Oil prices surged by about 3% last Friday, supported by supply concerns and technical buying, reaching a nine-week high.
In the early Asian trading session today, spot gold experienced a slight decline and is currently trading around $1,930 per ounce. Gold investors on this trading day are focused on speeches from Federal Reserve officials, with expectations that their comments will continue to suppress the price of gold.
Following the release of nonfarm payroll data last Friday, the yield on the benchmark 10-year U.S. Treasury note retreated from its four-month high, and the U.S. dollar dropped 0.9% to a two-week low, making gold more attractive to holders of other currencies.
Market analysts believe that the Federal Reserve will raise interest rates this month, but they are skeptical about the possibility of further rate hikes. Gold is sensitive to rising U.S. interest rates, which increases the opportunity cost of holding non-yielding gold.
Last Friday, gold experienced a bottoming and rebounding rally influenced by the nonfarm payroll data. It ultimately closed strongly. During the Asian-European sessions, prices rebounded and fluctuated around the 1910 level, and in the afternoon, they further pushed higher, breaking through the 1918 level and entering a sideways consolidation.
In the evening, supported by positive nonfarm payroll data, the price quickly surged above the 1928 level, followed by a consolidation and stabilization. It then made a strong rebound, breaking through the 1914 level and closing higher.
The daily candlestick chart shows a bottoming and rebounding pattern, with overall support and stabilization above the 1910 level. However, the overall Friday rise was mainly driven by the influence of nonfarm payroll data, and the overall market remains in a wide-ranging volatile phase between bulls and bears.

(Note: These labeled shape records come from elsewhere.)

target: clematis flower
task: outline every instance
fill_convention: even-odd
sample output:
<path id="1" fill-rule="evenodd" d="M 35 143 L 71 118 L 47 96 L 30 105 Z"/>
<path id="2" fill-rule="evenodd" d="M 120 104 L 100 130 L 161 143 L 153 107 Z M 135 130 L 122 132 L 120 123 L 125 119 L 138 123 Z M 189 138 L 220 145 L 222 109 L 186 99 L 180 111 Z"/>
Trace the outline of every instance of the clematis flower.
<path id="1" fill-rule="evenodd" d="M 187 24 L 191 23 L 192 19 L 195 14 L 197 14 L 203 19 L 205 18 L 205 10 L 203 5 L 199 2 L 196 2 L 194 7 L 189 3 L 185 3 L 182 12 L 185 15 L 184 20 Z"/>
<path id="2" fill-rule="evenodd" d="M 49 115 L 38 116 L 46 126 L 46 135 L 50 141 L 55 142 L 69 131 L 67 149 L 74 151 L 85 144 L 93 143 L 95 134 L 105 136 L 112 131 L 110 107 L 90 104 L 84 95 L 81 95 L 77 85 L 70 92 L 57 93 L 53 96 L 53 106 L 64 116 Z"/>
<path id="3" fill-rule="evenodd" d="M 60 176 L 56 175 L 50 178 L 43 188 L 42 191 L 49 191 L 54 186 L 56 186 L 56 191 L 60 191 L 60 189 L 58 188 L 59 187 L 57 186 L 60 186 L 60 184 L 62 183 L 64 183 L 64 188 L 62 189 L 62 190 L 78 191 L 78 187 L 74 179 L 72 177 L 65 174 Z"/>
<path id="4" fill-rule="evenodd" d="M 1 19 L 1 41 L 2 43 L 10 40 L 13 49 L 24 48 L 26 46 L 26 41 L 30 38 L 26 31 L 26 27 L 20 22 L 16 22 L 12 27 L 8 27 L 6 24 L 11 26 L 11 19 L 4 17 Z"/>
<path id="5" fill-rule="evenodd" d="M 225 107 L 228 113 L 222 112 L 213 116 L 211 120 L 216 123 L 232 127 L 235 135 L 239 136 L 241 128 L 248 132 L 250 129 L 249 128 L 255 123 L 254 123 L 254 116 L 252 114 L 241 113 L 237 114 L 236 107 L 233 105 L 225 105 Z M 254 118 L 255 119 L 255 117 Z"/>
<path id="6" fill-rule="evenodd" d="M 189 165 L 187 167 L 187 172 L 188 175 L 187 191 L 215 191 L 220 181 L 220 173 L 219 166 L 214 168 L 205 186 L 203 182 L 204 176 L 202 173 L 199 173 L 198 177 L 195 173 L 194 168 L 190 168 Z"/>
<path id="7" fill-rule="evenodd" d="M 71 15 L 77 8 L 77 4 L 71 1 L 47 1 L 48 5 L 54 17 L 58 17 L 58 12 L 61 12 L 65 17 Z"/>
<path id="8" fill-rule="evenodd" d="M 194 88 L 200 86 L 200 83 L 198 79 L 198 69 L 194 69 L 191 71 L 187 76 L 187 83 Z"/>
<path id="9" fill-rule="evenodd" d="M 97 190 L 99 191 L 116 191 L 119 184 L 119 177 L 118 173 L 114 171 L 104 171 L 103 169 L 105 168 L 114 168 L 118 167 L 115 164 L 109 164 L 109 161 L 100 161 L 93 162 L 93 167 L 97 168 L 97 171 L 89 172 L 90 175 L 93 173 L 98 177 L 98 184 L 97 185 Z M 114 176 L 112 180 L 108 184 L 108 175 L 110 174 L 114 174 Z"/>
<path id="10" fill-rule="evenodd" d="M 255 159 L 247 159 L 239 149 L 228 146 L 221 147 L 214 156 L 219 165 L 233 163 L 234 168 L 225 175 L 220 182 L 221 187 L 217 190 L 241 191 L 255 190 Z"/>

Short-term trading recommendations for gold today suggest focusing on buying during pullbacks as the primary strategy while considering short selling during rebounds as a secondary approach.
- Key resistance levels to monitor on the upside are in the range of 1935-1940.
- Key support levels to watch on the downside are in the range of 1910-1915.
WTI Crude Oil >>
In early Asian trading, WTI crude oil is trading near $73.43 per barrel. Last week, oil prices climbed approximately 3%, reaching a nine-week high, as concerns over supply and technical buying outweighed worries about the potential economic slowdown and reduced oil demand due to further interest rate hikes.
Supported by expectations of OPEC production cuts, U.S. crude oil remained relatively strong last week, stabilizing above the daily moving averages. After the release of nonfarm payroll data on Friday, U.S. crude oil experienced a strong rally, testing resistance around $73.8, and closed with a large bullish candle on the daily chart.
Market analysts note that the number of active energy and oil rigs in the U.S. has increased this week, marking the first such increase in ten weeks, while the number of natural gas rigs recorded the largest weekly gain since October 2016. The decline in the U.S. dollar to a two-week low has also provided support to oil prices.
After multiple tests near the $67.0 level, crude oil bulls have resumed their upward momentum, forming an ascending wedge pattern in the range of $70.0 to $70.9. The weekly chart closed with a doji candlestick, showing price stabilization and a gradual recovery after testing the lower range near $67.0, closing within the neutral range.
Short-term trading recommendation for today: Focus on buying at dips and consider selling at rebounds.
- Resistance levels to watch in the short term: $74.5 to $75.
- Support levels to watch in the short term: $71.5 to $72.